Terry studied me for a long moment. "You're different lately. More engaged. Actually talking to customers instead of just serving them."
I kept my focus on the espresso machine. "Is that a problem?"
"No. It's good. Just unexpected." He grabbed his jacket from the office. "Keep it up. People remember baristas who actually give a damn."
He left through the back door, leaving me alone with my thoughts.
I finished cleaning and walked home through cool night air.
September 26th was over. Ross knew his son was a boy. Monica's parents had visited the coffeehouse earlier—I'd served them politely, noted how Monica tensed around her mother, filed that information away for future reference.
The gang was becoming more real to me. Not characters on a screen but actual people with complicated emotions and family dynamics and fears they couldn't always articulate.
Ross had shaken my hand today. Had thanked me by name. Had said "see you tomorrow" like he meant it.
One down, five to go.
Back in my apartment, I updated the notebook:
September 26 - Ross's sonogram day First real conversation with Ross - name exchange, handshake Monica noticed my competence - small compliment but genuine Ross knows my name, remembers the pre-sonogram talk Status: Visible to Ross, peripherally noticed by Monica
The words looked significant on paper.
I was becoming real to them. Slowly. One conversation at a time.

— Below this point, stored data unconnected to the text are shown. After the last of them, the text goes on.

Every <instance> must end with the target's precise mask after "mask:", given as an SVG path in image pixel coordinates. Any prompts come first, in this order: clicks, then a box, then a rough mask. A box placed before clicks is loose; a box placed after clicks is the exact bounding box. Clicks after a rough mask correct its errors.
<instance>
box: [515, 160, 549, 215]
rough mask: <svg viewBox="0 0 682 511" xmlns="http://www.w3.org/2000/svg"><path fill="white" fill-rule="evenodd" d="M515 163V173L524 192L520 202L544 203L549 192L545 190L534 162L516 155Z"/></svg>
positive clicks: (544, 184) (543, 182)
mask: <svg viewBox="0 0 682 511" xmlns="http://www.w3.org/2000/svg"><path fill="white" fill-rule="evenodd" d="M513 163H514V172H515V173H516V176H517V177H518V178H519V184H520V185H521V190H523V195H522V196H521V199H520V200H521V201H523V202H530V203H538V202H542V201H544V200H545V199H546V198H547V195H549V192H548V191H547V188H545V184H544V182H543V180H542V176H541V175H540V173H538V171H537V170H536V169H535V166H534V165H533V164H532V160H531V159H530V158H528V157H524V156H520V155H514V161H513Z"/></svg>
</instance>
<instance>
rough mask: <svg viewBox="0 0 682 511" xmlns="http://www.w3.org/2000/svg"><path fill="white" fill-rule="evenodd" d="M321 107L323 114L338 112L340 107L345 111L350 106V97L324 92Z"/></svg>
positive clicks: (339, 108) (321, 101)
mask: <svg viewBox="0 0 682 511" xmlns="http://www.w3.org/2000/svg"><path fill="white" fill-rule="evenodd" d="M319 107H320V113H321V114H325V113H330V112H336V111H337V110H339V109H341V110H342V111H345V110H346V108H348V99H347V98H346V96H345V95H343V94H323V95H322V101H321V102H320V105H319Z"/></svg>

My alarm was set for 6 AM. Tomorrow was another day. Another shift. Another opportunity to be present, helpful, visible.
I lay in bed and thought about Ross's face when he'd said "it's a boy." The wonder and terror and joy all mixed together.
I'd helped with that. Just a little. Just enough.
It felt good.
I fell asleep with the window open and the sounds of Manhattan humming beneath me, and dreamed of coffee shops and friends and slow, patient progress toward something better.